And they say it couldn’t be done. Ever since the EPA came out with its latest emission guidelines, called Tier 4, most engine experts purported that it would take two engine technologies to meet the required reductions in soot and smog.
That is, engine makers would need to a) burn them off, and b) squirt the exhaust with a urea solution, both designed to cut nitrogen oxides and particulate matter to their lowest levels yet.
Well, this week, Case IH and New Holland proved the experts wrong. These rival sister companies, both owned by Fiat Industrial, announced that they’ve refined the squirt method, called Selective Catalytic Reduction (SCR), to such lengths that they can bypass having to recirculate the pollutants through the engine to burn them off, a strategy called Exhaust Gas Recirculation (EGR).
By staying with this SCR engine after-treatment system, the companies say they can get an average of 10% better fuel economy than their Tier 3 predecessors with EGR technology, which they maintain interferes with engine operations.

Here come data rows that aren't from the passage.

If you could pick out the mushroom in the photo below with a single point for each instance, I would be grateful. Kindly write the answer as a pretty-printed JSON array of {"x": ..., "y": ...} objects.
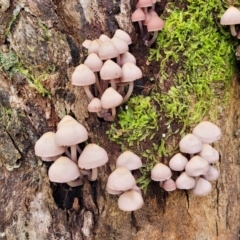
[
  {"x": 129, "y": 160},
  {"x": 46, "y": 148},
  {"x": 111, "y": 99},
  {"x": 63, "y": 170},
  {"x": 154, "y": 24},
  {"x": 139, "y": 16},
  {"x": 92, "y": 157},
  {"x": 84, "y": 76},
  {"x": 209, "y": 153},
  {"x": 197, "y": 166},
  {"x": 231, "y": 17},
  {"x": 185, "y": 182},
  {"x": 121, "y": 179},
  {"x": 130, "y": 72},
  {"x": 70, "y": 134},
  {"x": 130, "y": 201},
  {"x": 207, "y": 132}
]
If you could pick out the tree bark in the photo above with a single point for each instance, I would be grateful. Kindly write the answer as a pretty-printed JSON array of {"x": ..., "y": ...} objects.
[{"x": 46, "y": 36}]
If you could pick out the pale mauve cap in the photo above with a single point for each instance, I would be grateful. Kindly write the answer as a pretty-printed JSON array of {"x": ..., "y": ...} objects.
[
  {"x": 178, "y": 162},
  {"x": 212, "y": 174},
  {"x": 160, "y": 172},
  {"x": 130, "y": 201},
  {"x": 46, "y": 147},
  {"x": 63, "y": 170},
  {"x": 207, "y": 132},
  {"x": 111, "y": 98},
  {"x": 169, "y": 185},
  {"x": 92, "y": 156},
  {"x": 121, "y": 179},
  {"x": 190, "y": 144},
  {"x": 197, "y": 166},
  {"x": 202, "y": 187},
  {"x": 209, "y": 153},
  {"x": 185, "y": 182},
  {"x": 129, "y": 160},
  {"x": 71, "y": 133}
]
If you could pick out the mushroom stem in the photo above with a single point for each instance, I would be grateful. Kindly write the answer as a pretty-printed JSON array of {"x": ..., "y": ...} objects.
[
  {"x": 98, "y": 84},
  {"x": 150, "y": 42},
  {"x": 74, "y": 153},
  {"x": 141, "y": 28},
  {"x": 129, "y": 92},
  {"x": 233, "y": 30},
  {"x": 88, "y": 92},
  {"x": 93, "y": 176}
]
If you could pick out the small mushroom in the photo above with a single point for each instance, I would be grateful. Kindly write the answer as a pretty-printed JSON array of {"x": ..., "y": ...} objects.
[{"x": 92, "y": 157}]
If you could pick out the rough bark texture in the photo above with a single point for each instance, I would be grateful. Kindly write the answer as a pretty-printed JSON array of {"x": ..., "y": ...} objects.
[{"x": 47, "y": 35}]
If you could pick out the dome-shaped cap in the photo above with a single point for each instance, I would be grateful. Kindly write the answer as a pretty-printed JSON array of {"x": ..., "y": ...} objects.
[
  {"x": 107, "y": 51},
  {"x": 231, "y": 16},
  {"x": 212, "y": 174},
  {"x": 63, "y": 170},
  {"x": 92, "y": 156},
  {"x": 138, "y": 15},
  {"x": 110, "y": 70},
  {"x": 121, "y": 179},
  {"x": 190, "y": 144},
  {"x": 94, "y": 62},
  {"x": 95, "y": 105},
  {"x": 46, "y": 147},
  {"x": 169, "y": 185},
  {"x": 129, "y": 160},
  {"x": 207, "y": 132},
  {"x": 202, "y": 187},
  {"x": 160, "y": 172},
  {"x": 130, "y": 72},
  {"x": 209, "y": 153},
  {"x": 71, "y": 133},
  {"x": 185, "y": 182},
  {"x": 178, "y": 162},
  {"x": 155, "y": 23},
  {"x": 196, "y": 166},
  {"x": 111, "y": 98},
  {"x": 130, "y": 201},
  {"x": 83, "y": 76}
]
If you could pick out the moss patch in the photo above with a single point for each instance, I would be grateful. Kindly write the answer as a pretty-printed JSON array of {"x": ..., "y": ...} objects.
[{"x": 196, "y": 57}]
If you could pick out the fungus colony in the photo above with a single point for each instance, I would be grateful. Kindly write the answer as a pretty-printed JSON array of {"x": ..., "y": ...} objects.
[
  {"x": 70, "y": 167},
  {"x": 111, "y": 68},
  {"x": 148, "y": 20}
]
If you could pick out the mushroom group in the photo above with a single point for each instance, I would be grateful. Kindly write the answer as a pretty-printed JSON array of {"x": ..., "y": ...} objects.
[
  {"x": 121, "y": 182},
  {"x": 71, "y": 163},
  {"x": 148, "y": 20},
  {"x": 231, "y": 17},
  {"x": 194, "y": 162},
  {"x": 110, "y": 68}
]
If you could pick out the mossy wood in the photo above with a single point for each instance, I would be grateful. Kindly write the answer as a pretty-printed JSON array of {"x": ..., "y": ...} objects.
[{"x": 40, "y": 45}]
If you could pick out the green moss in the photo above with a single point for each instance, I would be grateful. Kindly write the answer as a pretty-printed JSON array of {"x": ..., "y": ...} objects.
[
  {"x": 196, "y": 57},
  {"x": 10, "y": 63}
]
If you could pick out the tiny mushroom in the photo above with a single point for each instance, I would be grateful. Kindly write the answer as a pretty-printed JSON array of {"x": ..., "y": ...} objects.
[
  {"x": 231, "y": 17},
  {"x": 92, "y": 157}
]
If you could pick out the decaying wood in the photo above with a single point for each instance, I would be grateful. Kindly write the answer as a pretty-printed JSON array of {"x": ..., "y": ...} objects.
[{"x": 50, "y": 33}]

In addition, the companies claim the tractors can achieve higher horsepower levels.
“When the emissions components from the engine are removed, the engine can breathe and produce high levels of horsepower,” says David Stark, Case IH North America sales and product trainer. “There are no emissions components on the engines, which is one reason for the high horsepower levels.”
Deere, on the other hand, announced in March that it will add SCR technology to its current EGR approach, maintaining it will get fuel economy that is as good as or better than its record-setting 8320R row-crop tractor powered by a Tier 3 engine.
Either way, and regardless of the approach, all equipment companies will have to have their final Tier 4 engines in place by EPA’s deadline of 2013 for engines 74 hp and below and 2014-2015 for engines 75 hp and above.